Per clone, the engine draws the size, runs the founder recombination once, then plays size reads through the post-fork plan (each with its own derived seed) and collapses by emitted sequence. clone_id is the ground-truth clone index; duplicate_count is the post-collapse abundance.

Determinism. Everything is keyed on seed: clone sizes come from a seeded draw, clone c recombines from seed + c × 1_000_000, and each read within a clone draws from a derived sub-seed. Re-running with the same seed reproduces the records and duplicate_counts byte-for-byte.

Read-count cost. When post-fork passes are present, the total reads simulated is roughly the sum of the drawn clone sizes (before collapse). A heavy tail with a large max_size can therefore blow up runtime — keep max_size modest (the default is 1000) and remember a few clones near max_size dominate the cost.

Parameters

Parameter Default Meaning
n_clones Number of clones to simulate (positive int).
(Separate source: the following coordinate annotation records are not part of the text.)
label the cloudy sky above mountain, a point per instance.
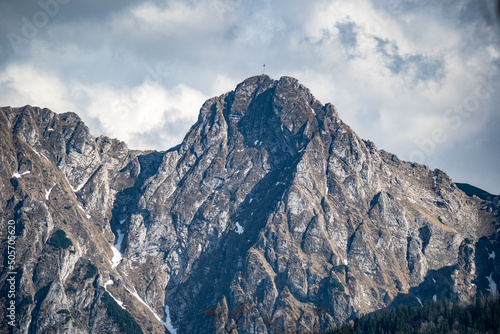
(419, 78)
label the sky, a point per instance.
(421, 79)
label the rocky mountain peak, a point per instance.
(271, 205)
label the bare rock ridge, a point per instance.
(271, 205)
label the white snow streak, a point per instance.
(117, 255)
(239, 228)
(167, 324)
(493, 285)
(47, 192)
(110, 282)
(168, 321)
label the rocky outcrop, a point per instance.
(271, 215)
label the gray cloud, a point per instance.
(140, 70)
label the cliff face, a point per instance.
(271, 208)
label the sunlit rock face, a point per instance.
(271, 208)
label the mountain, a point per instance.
(271, 215)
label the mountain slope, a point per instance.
(270, 202)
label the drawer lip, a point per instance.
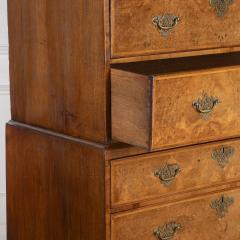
(150, 114)
(129, 169)
(172, 54)
(140, 223)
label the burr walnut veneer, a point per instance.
(88, 78)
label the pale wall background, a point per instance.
(4, 111)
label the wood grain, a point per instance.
(55, 187)
(174, 121)
(130, 99)
(59, 66)
(133, 180)
(133, 33)
(198, 220)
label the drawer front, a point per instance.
(148, 177)
(141, 27)
(212, 217)
(177, 109)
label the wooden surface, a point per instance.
(198, 220)
(59, 57)
(133, 33)
(130, 104)
(174, 121)
(55, 187)
(133, 180)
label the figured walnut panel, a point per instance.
(133, 179)
(134, 34)
(198, 220)
(173, 121)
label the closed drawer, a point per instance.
(212, 217)
(135, 180)
(180, 26)
(169, 110)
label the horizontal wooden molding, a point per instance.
(2, 195)
(3, 49)
(4, 89)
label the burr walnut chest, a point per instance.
(125, 120)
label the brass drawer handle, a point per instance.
(222, 155)
(205, 105)
(165, 23)
(167, 173)
(221, 6)
(221, 205)
(167, 231)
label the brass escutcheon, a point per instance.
(221, 6)
(167, 231)
(165, 23)
(205, 105)
(222, 155)
(221, 205)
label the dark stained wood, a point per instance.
(59, 65)
(198, 220)
(55, 187)
(133, 33)
(168, 109)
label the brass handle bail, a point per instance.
(165, 23)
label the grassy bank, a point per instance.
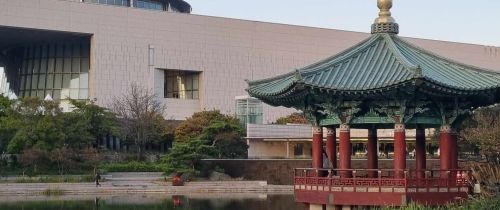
(51, 179)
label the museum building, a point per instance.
(95, 49)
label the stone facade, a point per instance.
(225, 51)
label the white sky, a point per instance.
(465, 21)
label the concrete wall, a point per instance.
(226, 51)
(277, 149)
(281, 171)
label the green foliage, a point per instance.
(132, 167)
(472, 204)
(34, 123)
(294, 118)
(141, 118)
(53, 192)
(185, 157)
(194, 125)
(55, 179)
(217, 136)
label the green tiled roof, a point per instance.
(382, 61)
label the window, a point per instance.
(59, 69)
(110, 2)
(181, 84)
(147, 4)
(249, 110)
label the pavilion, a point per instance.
(384, 82)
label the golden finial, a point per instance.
(385, 23)
(384, 16)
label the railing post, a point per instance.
(379, 180)
(406, 180)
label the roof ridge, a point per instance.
(260, 81)
(339, 56)
(448, 60)
(415, 68)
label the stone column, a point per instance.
(445, 144)
(372, 152)
(317, 147)
(331, 146)
(420, 158)
(399, 151)
(345, 150)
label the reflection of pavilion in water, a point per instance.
(381, 83)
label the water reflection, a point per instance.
(207, 201)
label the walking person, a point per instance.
(97, 178)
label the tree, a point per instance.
(139, 113)
(483, 130)
(194, 125)
(88, 123)
(294, 118)
(217, 136)
(226, 138)
(37, 124)
(184, 157)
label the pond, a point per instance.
(200, 201)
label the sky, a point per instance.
(465, 21)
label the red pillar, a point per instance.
(345, 150)
(420, 158)
(454, 150)
(445, 151)
(372, 152)
(399, 151)
(317, 147)
(331, 146)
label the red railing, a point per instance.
(421, 181)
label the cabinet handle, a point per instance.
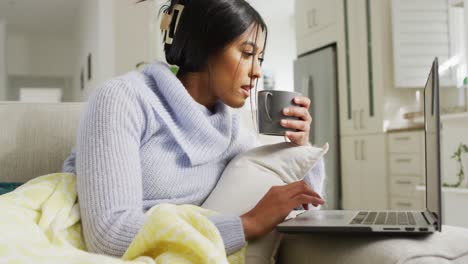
(403, 182)
(404, 204)
(355, 150)
(403, 160)
(361, 118)
(363, 147)
(402, 138)
(355, 121)
(312, 18)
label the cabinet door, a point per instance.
(374, 183)
(355, 95)
(365, 27)
(316, 24)
(351, 173)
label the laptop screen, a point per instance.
(432, 134)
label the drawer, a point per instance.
(404, 186)
(315, 15)
(408, 142)
(406, 204)
(406, 164)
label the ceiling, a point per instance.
(39, 16)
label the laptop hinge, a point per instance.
(431, 218)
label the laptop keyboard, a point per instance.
(384, 218)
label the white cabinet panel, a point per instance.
(374, 172)
(364, 177)
(405, 164)
(404, 186)
(350, 173)
(410, 142)
(406, 204)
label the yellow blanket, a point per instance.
(40, 223)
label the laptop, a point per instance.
(390, 221)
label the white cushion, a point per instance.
(250, 175)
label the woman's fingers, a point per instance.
(305, 199)
(300, 187)
(300, 112)
(299, 125)
(302, 101)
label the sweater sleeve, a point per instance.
(109, 181)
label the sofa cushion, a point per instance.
(35, 138)
(448, 246)
(250, 175)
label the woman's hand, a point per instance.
(277, 203)
(301, 137)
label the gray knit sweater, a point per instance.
(143, 140)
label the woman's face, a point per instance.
(235, 70)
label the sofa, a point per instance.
(35, 138)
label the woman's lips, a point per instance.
(246, 90)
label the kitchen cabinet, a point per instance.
(364, 180)
(316, 23)
(406, 166)
(366, 28)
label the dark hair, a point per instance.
(205, 28)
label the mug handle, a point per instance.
(266, 105)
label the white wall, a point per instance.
(118, 34)
(94, 35)
(3, 80)
(40, 54)
(281, 46)
(133, 34)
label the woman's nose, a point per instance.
(256, 71)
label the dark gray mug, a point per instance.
(270, 111)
Sets the number of distinct clone_ids.
size_distribution "power_law" Clone-size law: "power_law" (Zipf-like, heavy-tailed) or "lognormal".
exponent 2.0 Power-law exponent (> 0), used when size_distribution="power_law". Higher ⇒ steeper tail / more singletons; ~2–3 is typical for TCR.
mu 1.0 Log-normal location parameter, used when size_distribution="lognormal".
sigma 1.0 Log-normal scale (>= 0), used when size_distribution="lognormal". Larger ⇒ heavier tail.
max_size 1000 Upper clamp on any clone size. Bounds runtime (total reads ≈ Σ sizes when post-fork passes are present) — keep it modest.
unexpanded_fraction 0.0 Fraction of clones forced to size 1 (never-expanded singletons), in [0, 1]. The forced count is round(n_clones × fraction).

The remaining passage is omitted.